AUTHOR=Keller Benjamin , Mestre-Pinto Joan-Ignasi , Álvaro-Bartolomé María , Martinez-Sanvisens Diana , Farre Magí , García-Fuster M. Julia , García-Sevilla Jesús A. , Torrens Marta , The NEURODEP Group , Fonseca F. , Mateus J. , Papaseit E. , Pérez-Mañá C. , Rodríguez-Minguela R. , Rossi P. , Tamarit C. , Vallecillo G. TITLE=A Biomarker to Differentiate between Primary and Cocaine-Induced Major Depression in Cocaine Use Disorder: The Role of Platelet IRAS/Nischarin (I1-Imidazoline Receptor) JOURNAL=Frontiers in Psychiatry VOLUME=8 YEAR=2017 URL=https://www.frontiersin.org/journals/psychiatry/articles/10.3389/fpsyt.2017.00258 DOI=10.3389/fpsyt.2017.00258 ISSN=1664-0640 ABSTRACT=

The association of cocaine use disorder (CUD) and comorbid major depressive disorder (MDD; CUD/MDD) is characterized by high prevalence and poor treatment outcomes. CUD/MDD may be primary (primary MDD) or cocaine-induced (CUD-induced MDD). Specific biomarkers are needed to improve diagnoses and therapeutic approaches in this dual pathology. Platelet biomarkers [5-HT2A receptor and imidazoline receptor antisera selected (IRAS)/nischarin] were assessed by Western blot in subjects with CUD and primary MDD (n = 16) or CUD-induced MDD (n = 9; antidepressant free, AD−; antidepressant treated, AD+) and controls (n = 10) at basal level and/or after acute tryptophan depletion (ATD).

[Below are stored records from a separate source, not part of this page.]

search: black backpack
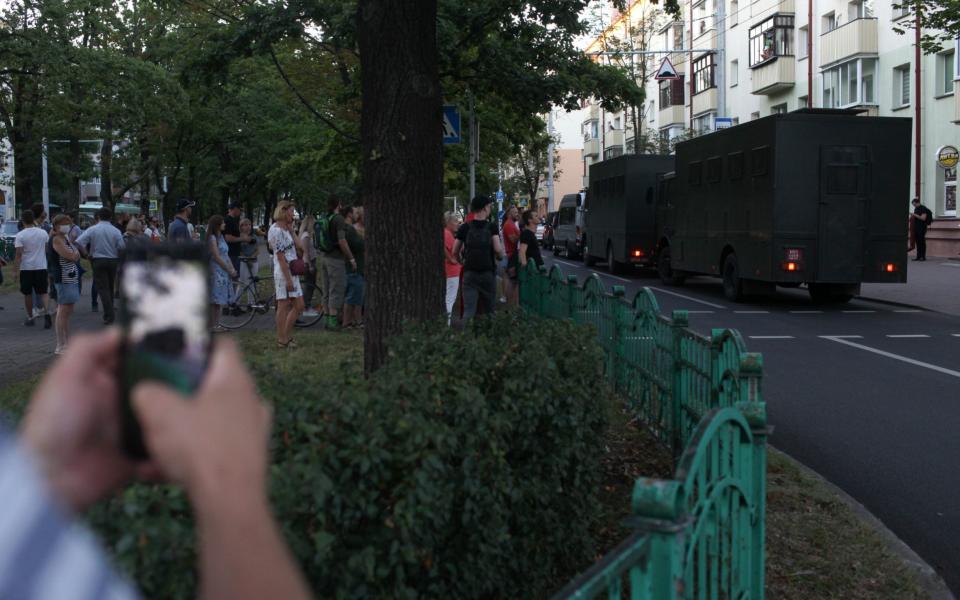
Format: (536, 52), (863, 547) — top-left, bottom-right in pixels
(463, 221), (494, 271)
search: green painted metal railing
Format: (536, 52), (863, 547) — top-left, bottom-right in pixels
(520, 263), (767, 600)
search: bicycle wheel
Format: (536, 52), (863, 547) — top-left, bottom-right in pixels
(220, 281), (262, 329)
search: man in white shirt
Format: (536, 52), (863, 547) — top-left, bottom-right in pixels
(13, 210), (52, 329)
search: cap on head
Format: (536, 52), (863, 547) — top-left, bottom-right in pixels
(470, 196), (493, 212)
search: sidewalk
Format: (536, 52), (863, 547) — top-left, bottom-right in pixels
(860, 258), (960, 316)
(0, 273), (109, 385)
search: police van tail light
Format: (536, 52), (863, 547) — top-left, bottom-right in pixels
(781, 248), (803, 273)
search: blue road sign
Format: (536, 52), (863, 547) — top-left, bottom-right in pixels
(443, 104), (460, 144)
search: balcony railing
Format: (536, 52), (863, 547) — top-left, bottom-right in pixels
(753, 56), (797, 94)
(603, 129), (623, 150)
(583, 139), (600, 157)
(820, 19), (878, 67)
(658, 104), (686, 127)
(693, 87), (718, 115)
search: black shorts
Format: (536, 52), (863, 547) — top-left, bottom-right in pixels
(20, 269), (47, 296)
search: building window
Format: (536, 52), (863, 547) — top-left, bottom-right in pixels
(893, 64), (910, 108)
(820, 10), (837, 33)
(847, 0), (873, 21)
(660, 75), (685, 110)
(797, 25), (810, 60)
(691, 112), (717, 135)
(937, 50), (956, 96)
(693, 52), (715, 94)
(750, 15), (793, 67)
(822, 58), (877, 108)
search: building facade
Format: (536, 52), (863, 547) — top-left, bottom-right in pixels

Basal platelet 5-HT2A receptor (monomer) was reduced in comorbid CUD/MDD subjects (all patients: 43%) compared to healthy controls, and this down-regulation was independent of AD medication (decreases in AD−: 47%, and in AD+: 40%). No basal differences were found for IRAS/nischarin contents in AD+ and AD− comorbid CUD/MDD subjects. The comparison of IRAS/nischarin in the different subject groups during/after ATD showed opposite modulations (i.e., increases and decreases) in response to low plasma tryptophan levels with significant differences discriminating between the subgroups of CUD with primary MDD and CUD-induced MDD. These specific alterations suggested that platelet IRAS/nischarin might be useful as a biomarker to discriminate between primary and CUD-induced MDD in this dual pathology.